Baldwin describes discipline as a process of effectively and consistently setting limits, and guiding a child to develop in a healthy way physically, emotionally, and mentally, rather than simply correcting undesirable behavior. She emphasizes the importance of imitation and example, patience, repetition, and rhythm.
We are reminded that how a child enters sleep and wakes impacts the spirit as well as the body, and the quality of both sleeping and waking life. Celebrating festivals and the course of the year “is not only important in individuals” lives, but is important socially, and for the possibility it provides us to step out of “ordinary time” and be connected with something more abiding.”
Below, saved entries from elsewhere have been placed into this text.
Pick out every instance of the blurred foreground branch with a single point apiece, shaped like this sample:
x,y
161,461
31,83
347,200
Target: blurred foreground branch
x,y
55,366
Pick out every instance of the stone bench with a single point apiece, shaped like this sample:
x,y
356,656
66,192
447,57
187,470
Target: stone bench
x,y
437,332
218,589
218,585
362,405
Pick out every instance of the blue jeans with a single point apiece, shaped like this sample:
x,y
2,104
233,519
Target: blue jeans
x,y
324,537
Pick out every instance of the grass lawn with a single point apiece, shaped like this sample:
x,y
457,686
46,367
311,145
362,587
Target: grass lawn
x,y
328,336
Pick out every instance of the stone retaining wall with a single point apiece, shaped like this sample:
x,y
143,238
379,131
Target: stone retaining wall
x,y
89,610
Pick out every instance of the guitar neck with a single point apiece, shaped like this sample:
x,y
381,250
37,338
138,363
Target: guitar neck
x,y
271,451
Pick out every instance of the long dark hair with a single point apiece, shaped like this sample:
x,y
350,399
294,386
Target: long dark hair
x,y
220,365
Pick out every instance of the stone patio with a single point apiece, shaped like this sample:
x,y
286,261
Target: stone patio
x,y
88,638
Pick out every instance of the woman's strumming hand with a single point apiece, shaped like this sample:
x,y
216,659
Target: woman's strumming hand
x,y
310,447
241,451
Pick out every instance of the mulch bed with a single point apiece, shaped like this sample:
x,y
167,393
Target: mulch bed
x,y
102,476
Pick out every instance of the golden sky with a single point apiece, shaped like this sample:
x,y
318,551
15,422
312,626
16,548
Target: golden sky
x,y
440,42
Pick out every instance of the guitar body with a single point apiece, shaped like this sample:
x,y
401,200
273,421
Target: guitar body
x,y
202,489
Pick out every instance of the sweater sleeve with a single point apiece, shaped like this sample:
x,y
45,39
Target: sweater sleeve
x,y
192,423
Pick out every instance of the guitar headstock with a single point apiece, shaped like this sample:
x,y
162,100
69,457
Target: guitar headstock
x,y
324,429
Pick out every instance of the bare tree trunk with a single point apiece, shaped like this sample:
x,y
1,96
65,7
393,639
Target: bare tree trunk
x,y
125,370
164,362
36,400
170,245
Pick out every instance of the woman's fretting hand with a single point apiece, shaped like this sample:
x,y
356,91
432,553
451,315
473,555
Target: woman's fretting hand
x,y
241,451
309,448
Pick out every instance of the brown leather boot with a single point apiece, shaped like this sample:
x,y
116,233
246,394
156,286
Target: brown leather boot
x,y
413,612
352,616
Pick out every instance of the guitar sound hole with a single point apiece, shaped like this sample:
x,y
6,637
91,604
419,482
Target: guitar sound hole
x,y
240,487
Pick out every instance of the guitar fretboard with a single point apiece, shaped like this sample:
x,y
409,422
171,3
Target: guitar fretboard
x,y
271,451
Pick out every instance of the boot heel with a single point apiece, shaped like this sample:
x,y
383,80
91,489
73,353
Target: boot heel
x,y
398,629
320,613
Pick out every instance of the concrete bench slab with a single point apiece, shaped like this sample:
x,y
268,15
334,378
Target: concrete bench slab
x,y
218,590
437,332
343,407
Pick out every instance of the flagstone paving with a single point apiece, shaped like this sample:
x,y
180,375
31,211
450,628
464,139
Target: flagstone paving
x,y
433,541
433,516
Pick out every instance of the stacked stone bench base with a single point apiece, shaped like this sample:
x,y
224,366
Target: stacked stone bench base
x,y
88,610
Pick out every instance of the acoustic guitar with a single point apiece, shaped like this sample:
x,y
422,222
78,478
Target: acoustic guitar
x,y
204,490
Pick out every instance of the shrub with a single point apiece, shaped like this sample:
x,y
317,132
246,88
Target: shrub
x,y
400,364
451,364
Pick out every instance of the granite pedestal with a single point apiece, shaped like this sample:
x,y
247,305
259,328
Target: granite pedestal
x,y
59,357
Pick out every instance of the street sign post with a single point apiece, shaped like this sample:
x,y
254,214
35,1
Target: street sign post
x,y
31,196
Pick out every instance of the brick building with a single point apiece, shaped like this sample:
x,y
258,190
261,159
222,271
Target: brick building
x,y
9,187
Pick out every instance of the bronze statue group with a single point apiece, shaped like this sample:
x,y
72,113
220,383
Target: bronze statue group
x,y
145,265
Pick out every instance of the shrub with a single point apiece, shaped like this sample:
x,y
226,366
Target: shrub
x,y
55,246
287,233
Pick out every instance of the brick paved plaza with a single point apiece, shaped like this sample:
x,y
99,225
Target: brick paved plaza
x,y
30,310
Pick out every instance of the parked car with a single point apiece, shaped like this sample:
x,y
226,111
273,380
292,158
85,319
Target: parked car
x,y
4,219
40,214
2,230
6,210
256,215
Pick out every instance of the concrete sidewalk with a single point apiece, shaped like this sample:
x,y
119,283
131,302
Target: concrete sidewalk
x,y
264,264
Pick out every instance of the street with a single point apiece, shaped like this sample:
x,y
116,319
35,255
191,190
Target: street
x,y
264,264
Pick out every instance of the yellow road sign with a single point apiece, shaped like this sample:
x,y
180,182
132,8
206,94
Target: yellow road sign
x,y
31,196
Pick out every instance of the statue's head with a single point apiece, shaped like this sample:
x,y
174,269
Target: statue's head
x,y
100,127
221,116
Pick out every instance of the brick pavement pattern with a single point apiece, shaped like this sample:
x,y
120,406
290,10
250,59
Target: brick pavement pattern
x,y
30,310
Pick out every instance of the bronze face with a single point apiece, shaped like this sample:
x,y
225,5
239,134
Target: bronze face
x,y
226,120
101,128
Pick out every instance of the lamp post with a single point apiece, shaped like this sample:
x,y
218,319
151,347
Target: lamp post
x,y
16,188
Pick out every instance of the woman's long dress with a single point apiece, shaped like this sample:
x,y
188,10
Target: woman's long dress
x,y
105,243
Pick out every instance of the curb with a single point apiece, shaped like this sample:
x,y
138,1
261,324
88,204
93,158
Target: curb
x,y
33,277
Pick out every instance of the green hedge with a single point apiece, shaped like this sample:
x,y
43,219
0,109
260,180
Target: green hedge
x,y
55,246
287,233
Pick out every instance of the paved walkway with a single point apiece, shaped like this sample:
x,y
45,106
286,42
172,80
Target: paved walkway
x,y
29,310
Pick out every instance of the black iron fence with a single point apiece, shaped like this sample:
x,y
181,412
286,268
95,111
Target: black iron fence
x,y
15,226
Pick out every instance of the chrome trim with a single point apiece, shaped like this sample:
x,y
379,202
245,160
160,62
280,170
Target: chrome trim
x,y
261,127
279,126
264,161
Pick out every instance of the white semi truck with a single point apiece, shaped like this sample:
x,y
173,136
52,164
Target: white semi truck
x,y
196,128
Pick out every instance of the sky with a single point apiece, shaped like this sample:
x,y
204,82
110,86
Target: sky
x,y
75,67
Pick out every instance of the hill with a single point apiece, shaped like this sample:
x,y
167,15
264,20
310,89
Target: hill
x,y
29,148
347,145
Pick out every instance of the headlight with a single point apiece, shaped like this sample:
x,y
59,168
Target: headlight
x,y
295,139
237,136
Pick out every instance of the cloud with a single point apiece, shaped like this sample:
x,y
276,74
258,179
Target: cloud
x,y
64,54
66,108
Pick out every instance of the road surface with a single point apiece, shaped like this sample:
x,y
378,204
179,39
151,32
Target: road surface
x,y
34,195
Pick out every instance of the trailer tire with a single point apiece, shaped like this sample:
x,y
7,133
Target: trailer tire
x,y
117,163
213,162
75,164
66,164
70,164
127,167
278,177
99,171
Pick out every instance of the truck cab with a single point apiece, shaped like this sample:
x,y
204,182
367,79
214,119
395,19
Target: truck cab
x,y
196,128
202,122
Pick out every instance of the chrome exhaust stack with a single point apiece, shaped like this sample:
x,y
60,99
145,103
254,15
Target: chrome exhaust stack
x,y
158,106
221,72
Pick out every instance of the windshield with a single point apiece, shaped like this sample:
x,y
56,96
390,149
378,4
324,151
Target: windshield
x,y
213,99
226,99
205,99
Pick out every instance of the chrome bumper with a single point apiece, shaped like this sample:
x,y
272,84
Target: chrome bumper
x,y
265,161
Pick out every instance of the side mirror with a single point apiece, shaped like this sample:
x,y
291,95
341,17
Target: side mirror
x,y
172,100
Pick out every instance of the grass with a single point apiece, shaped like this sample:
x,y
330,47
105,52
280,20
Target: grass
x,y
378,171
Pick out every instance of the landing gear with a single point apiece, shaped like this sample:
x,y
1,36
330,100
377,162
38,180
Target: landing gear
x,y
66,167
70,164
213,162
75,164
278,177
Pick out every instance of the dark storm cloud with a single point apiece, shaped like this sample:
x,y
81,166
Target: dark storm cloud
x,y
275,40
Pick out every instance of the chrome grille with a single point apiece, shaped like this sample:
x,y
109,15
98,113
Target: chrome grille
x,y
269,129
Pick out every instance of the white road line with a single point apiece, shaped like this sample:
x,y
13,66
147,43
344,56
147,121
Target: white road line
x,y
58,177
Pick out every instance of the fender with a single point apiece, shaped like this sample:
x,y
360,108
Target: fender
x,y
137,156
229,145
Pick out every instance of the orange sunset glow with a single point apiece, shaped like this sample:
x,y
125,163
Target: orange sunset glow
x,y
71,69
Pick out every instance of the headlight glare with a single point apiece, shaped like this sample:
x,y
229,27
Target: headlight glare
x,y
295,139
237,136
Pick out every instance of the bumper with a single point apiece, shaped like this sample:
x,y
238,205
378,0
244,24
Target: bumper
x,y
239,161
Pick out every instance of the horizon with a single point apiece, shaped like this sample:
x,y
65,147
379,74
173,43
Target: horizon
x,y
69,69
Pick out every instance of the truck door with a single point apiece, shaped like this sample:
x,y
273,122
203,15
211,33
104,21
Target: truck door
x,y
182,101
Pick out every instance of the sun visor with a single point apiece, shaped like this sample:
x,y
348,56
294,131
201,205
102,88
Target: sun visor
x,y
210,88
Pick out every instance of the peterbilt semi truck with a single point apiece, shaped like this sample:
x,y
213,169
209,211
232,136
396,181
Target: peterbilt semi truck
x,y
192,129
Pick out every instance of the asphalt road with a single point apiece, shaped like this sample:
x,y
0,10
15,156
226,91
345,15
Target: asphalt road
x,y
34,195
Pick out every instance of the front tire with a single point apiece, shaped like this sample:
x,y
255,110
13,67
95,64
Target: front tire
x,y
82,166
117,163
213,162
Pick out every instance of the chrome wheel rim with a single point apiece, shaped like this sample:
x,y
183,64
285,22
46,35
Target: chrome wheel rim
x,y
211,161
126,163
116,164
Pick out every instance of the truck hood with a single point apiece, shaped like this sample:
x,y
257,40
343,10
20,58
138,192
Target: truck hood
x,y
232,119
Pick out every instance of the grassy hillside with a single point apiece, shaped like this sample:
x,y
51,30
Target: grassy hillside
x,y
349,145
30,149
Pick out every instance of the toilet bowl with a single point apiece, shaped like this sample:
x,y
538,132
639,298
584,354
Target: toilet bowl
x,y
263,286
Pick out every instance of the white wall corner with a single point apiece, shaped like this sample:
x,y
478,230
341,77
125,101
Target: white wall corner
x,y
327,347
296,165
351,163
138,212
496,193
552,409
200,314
Baldwin addresses a host of basic issues–such as toilet training, separation anxiety, cabin fever, sharing meals, nutrition, naps, quiet times, childcare, breastfeeding, co-sleeping, and educational TV programs for the young (which she does not endorse.) She suggests what to do to encourage the balanced development of the five-year-old who is already reading, and the impacts of divorce, death, and a new sibling. She looks at the Waldorf early-childhood program and Waldorf education in the home. She encourages us to trust our heart, and value our parenting. Not everyone can stay at home in the first three years but she urges that we reject the notion that it’s all the same.
Encouraging us to see our children as unique individuals with their own personalities and lives to live, and parenting as part of our own inner growth, Baldwin writes:
The young child accepts us as perfect and good; once he becomes older and sees our imperfections, the most important thing is that the child sees we are striving to do better. Our desire for inner growth (or our complacency) is perceived by the child and has a very deep impact on him.
This book includes and goes beyond the physicalities of parenting to offer substance for heart and soul to ponder.